The “VC token” era strayed away from this principle, leaving other investors with feelings of disillusionment. Now, the ICM thesis is a new wrapper around an old idea, and it marks a reflexive swing back towards crypto’s early roots.
A Protocol as the VC
Bittensor has always recognized the inherent value of the ICM method of capital formation. The network is built around token-driven capital formation, and it continues to show what this approach makes possible. Today it supports 128 projects (subnets), with over 90% launched and grown entirely through their tokens.
This is possible because Bittensor embeds capital allocation into the protocol itself. Every day, newly minted TAO is split among subnets in proportion to the market value of their native tokens. Speculative and structural demand for a subnet’s token directly determines its share of emissions. This creates a dynamic where the protocol acts as the ecosystem’s venture capitalist.
Bittensor’s ICM Framework
Within the network, every subnet token is fair-launched, meaning teams can’t pre-mine an allocation for themselves. In most of crypto, founding teams get a large chunk of supply up front, get rich quickly, and lose motivation. In Bittensor, teams must earn their share gradually over time, keeping them aligned with long-term success.

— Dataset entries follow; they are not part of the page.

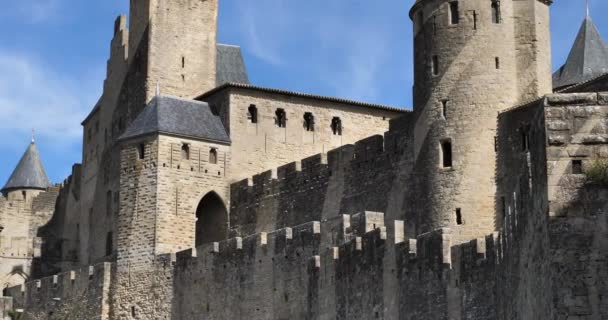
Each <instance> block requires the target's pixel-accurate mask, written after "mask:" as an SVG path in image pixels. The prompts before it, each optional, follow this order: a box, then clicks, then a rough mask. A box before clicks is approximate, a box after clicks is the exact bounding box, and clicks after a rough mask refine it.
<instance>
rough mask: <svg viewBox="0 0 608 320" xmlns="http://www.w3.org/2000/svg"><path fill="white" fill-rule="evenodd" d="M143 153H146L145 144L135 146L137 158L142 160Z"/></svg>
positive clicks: (145, 148)
mask: <svg viewBox="0 0 608 320" xmlns="http://www.w3.org/2000/svg"><path fill="white" fill-rule="evenodd" d="M145 155H146V145H145V144H143V143H142V144H140V145H139V146H138V147H137V158H138V159H139V160H143V159H144V156H145Z"/></svg>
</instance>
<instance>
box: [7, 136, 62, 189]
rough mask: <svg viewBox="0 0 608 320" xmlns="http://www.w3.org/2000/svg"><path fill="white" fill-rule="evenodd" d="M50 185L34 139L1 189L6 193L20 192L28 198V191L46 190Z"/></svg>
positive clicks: (41, 160)
mask: <svg viewBox="0 0 608 320" xmlns="http://www.w3.org/2000/svg"><path fill="white" fill-rule="evenodd" d="M49 185H50V183H49V178H48V177H47V175H46V171H45V170H44V166H43V165H42V160H41V159H40V153H39V152H38V148H36V143H35V142H34V140H33V139H32V142H31V143H30V145H29V146H28V147H27V149H26V150H25V153H24V154H23V156H22V157H21V160H19V163H18V164H17V167H16V168H15V170H14V171H13V173H12V174H11V176H10V178H9V179H8V182H7V183H6V185H4V187H3V188H2V190H1V191H2V193H3V194H5V195H9V194H10V193H14V192H18V193H19V196H24V197H25V198H27V193H28V192H35V193H39V192H40V191H44V190H46V189H47V188H48V187H49Z"/></svg>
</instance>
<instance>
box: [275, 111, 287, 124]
mask: <svg viewBox="0 0 608 320" xmlns="http://www.w3.org/2000/svg"><path fill="white" fill-rule="evenodd" d="M275 115H276V118H275V123H276V125H277V127H279V128H285V127H286V126H287V115H286V113H285V109H277V111H276V112H275Z"/></svg>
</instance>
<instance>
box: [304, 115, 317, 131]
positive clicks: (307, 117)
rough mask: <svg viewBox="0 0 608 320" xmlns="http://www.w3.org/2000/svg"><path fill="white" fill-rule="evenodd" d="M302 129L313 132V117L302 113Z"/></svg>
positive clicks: (313, 121)
mask: <svg viewBox="0 0 608 320" xmlns="http://www.w3.org/2000/svg"><path fill="white" fill-rule="evenodd" d="M304 129H306V131H315V116H314V115H313V114H312V113H310V112H305V113H304Z"/></svg>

To fund operations, teams can sell their emissions on the open market or OTC. Where upfront costs are high, they can also strike agreements with institutional investors to sell a portion of their future emissions stream for immediate capital.
Every subnet comes with:
A token capped at 21 million supply
A Bitcoin-like emission schedule, halving every two years instead of four
A default emissions split: 41% to miners, 41% to validators, and 18% to the subnet owner
This standardization lets founders focus on product and incentive design instead of token plumbing. They don’t need to write smart contracts, manage blockchain infrastructure, or handle token mechanics like exchange listings or market making. For investors, it removes the complexity of parsing bespoke emission schedules and float-to-FDV dynamics. At the same time, subnet owners still have the flexibility to design value-capture mechanisms and utility around their token.

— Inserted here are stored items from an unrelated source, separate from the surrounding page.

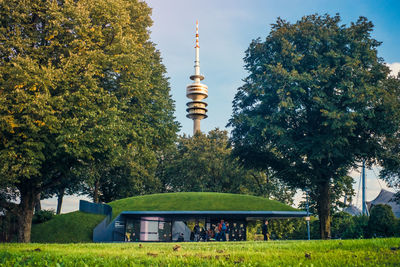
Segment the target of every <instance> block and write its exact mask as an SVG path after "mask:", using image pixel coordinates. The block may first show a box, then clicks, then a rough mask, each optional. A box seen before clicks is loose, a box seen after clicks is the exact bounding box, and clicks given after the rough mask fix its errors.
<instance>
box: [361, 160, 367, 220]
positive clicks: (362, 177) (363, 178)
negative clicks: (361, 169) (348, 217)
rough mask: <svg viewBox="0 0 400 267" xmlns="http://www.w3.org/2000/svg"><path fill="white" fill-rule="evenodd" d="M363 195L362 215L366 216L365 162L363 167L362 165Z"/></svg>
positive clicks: (362, 188) (361, 185)
mask: <svg viewBox="0 0 400 267" xmlns="http://www.w3.org/2000/svg"><path fill="white" fill-rule="evenodd" d="M361 174H362V175H361V177H362V178H361V186H362V189H361V195H362V204H361V205H362V214H363V215H366V214H367V213H366V209H365V161H364V160H363V165H362V171H361Z"/></svg>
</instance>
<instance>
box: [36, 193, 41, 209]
mask: <svg viewBox="0 0 400 267" xmlns="http://www.w3.org/2000/svg"><path fill="white" fill-rule="evenodd" d="M41 210H42V205H40V193H39V194H37V195H36V201H35V212H38V211H41Z"/></svg>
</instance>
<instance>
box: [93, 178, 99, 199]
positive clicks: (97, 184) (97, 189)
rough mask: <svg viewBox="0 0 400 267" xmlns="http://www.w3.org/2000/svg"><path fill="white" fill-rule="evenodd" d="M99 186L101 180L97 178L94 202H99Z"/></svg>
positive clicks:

Because all subnet tokens are priced in TAO, Bittensor’s design builds in a network effect. When one subnet gains traction, demand for TAO rises, lifting the value of every other subnet. For founders bootstrapping through emissions, other teams’ wins can directly extend their own runway. This turns the ecosystem into a collaborative funding engine rather than a zero-sum game, making it an ideal ecosystem for anyone wanting to launch into ICMs.
Proof of What’s Possible
Bittensor, in a way, offers the American dream. And yes, we know that sounds cliché. But the point stands: the ecosystem gives anyone a fair shot, regardless of wealth, venture backing, or connections.

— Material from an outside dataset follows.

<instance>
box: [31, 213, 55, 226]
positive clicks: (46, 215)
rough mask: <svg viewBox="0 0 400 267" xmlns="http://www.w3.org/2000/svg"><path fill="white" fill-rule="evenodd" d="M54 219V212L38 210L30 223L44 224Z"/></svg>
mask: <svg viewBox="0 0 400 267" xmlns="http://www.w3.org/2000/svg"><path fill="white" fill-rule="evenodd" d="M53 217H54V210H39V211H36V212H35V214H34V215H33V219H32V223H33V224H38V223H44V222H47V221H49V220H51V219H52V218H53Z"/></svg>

Take Ridges as an example. Shakeel and a team of three Waterloo undergrad interns started building just three months ago and have already climbed into the top 10 subnets, earning 3.9% of emissions. That’s 281 TAO a day—about $100K—with the subnet owner receiving $18K daily, or $6.5M annualized if emissions and price hold steady. Aside from a single OTC token sale, that’s the only outside funding they’ve taken.
The team simply showed up every day, worked tirelessly, communicated their progress, and delivered. That’s the opportunity Bittensor creates: an open, merit-based funding mechanism. And it’s waiting for other founders to show up and earn their share.
This content is provided for informational purposes only and does not constitute investment advice or a recommendation to buy or sell any security. Unsupervised Capital holds a position in TAO and may hold positions in the subnet tokens or other digital assets discussed herein and may buy, sell, or change positions at any time. Past performance is not indicative of future results. Digital assets involve substantial risk, including potential total loss of capital. Consult your own advisers regarding any investment decisions.